Friday, July 2, 2010


I just love witnessing the dink learning how to talk. It’s so funny to note the words that he takes care to say perfectly (Elmo, juice, yucky) versus the words that he haphazardly throws out in a close-but-nowhere-near-correct collection of syllables (beece[beads]/wowa[flower]/koss[cars]). I don’t know if there’s really a hierarchy in his mind, or if a speech expert would explain to me that some consonant/vowel sounds are trickier for virgin tongues than others. Either way, it’s endless entertainment. His intonation is most amusing.
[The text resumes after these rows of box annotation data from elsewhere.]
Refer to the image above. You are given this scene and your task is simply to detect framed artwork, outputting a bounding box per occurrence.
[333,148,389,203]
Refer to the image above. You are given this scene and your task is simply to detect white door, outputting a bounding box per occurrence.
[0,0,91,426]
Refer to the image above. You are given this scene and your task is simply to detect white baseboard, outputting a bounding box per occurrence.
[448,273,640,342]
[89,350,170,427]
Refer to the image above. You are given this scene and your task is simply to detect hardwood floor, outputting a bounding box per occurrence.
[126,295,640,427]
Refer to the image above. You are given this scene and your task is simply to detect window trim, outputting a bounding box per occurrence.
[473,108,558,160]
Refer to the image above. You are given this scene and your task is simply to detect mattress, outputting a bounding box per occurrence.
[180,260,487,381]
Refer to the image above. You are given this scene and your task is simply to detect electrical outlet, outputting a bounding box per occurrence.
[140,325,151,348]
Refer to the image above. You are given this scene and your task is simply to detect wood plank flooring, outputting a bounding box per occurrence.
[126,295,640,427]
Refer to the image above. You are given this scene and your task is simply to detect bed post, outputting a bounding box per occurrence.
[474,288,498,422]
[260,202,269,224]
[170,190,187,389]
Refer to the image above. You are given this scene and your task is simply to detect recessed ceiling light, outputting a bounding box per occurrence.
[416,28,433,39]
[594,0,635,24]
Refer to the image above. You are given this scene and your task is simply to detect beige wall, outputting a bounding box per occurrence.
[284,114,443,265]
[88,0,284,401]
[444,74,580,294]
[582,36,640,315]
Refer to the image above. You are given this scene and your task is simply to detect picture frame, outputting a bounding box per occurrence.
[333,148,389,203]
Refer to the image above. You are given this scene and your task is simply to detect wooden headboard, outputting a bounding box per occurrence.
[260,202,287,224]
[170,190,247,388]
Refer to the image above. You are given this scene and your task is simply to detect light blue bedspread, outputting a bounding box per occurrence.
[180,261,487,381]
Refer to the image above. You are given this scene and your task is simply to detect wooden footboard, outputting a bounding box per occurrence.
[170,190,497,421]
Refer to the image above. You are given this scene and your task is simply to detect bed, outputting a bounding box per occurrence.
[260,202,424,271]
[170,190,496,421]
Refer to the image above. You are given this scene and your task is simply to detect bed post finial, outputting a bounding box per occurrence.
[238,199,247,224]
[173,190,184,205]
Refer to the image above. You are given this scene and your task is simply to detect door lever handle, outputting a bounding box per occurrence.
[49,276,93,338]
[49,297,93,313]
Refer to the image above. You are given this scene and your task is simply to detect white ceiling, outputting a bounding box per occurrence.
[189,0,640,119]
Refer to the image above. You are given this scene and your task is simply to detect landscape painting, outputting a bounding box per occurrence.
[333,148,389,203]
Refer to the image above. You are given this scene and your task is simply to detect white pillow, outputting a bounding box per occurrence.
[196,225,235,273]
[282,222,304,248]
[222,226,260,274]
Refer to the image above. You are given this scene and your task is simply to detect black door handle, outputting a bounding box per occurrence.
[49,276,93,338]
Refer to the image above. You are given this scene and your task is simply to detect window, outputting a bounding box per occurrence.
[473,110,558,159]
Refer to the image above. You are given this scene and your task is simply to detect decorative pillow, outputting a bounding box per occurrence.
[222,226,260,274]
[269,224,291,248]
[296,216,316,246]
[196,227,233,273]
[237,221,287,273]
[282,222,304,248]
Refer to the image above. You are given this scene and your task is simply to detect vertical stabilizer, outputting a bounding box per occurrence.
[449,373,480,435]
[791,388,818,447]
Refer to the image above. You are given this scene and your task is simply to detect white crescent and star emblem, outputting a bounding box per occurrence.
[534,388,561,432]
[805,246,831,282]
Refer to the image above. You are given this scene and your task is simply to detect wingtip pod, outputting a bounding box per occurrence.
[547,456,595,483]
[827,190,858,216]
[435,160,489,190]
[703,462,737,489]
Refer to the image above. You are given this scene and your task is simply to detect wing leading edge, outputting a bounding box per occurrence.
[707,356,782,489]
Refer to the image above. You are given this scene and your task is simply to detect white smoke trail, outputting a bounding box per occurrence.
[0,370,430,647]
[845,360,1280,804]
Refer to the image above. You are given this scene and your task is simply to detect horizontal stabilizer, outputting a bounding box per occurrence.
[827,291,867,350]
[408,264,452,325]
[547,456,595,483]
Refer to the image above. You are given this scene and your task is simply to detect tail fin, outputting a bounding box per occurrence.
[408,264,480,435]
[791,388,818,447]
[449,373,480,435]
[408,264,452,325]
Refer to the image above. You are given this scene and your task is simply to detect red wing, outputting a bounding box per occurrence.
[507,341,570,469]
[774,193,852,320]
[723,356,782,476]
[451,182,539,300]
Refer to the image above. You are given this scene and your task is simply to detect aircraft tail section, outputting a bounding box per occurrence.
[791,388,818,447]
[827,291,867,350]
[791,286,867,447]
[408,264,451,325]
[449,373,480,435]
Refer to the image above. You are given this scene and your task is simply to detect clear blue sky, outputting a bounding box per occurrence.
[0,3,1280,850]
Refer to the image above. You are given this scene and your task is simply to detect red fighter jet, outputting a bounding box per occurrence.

He uses the highest-pitched, questioning tone to say things like “no” when I ask him if he’s ready for bed, “more” when he wants not only more of something, but something for the first time, or to do something again…and of course the ever-persistent “hey, kitty, kitty” that reaches sky-high levels of pitch.

And then there’s the seemingly mindless babble that you realize is actually very serious discourse when he approaches you with his brows furrowed and a questioning look in his eyes and speaks about four sentences of totally unintelligible language, the last one always ending in a question. In the end, I 1) feel like a moron for not being able to answer him back appropriately, and 2) feel really sad that I can’t answer him back appropriately.

I do celebrate the occasional triumph when I finally understand what he’s been trying to say for while, making the connection between the random syllables and the actual object or action he’s referring to. For some, it’s like, Of course that’s what he was saying! But then there are some “words” that I’m embarrassed to even admit that I understand because they are so far off-base…

Dink language:
Ah-poo=open (cute)
Beyops=blocks (weird, but reasonable)
Gersh=fish (really funny to hear him say, but still an honest mistake)
Lum-lum=water (extremely embarrassing to admit to his daycare providers and even strangers)

And then there are those words that he refuses to say, preferring instead to use hand signals and sounds—the way he first learned them. So when we look on the “E” page of his alphabet book, and I point to “egg” and “envelope”, the dink attempts to say each, but when we get to “elephant,” he simply raises his right arm (trunk) in the air, and makes a high-pitched “brrrr” sound with his lips, because he learned when he was 12 months old that that’s what noise elephants make.

Lately, my favorite thing to hear him say is “hey” first thing in the morning, when I open his bedroom door, and he’s sitting up in his crib in the dark, holding Elmo and Lovey or both, and even if he was in mid-scream trying to get me to hurry to his room, he immediately changes gears, switches his voice to a soft, southern, sing-song manner, and tells me “hey” just like I would say to J when he walks in from work in the evening. But I can’t complain about that one—it’s a really nice way to start the day.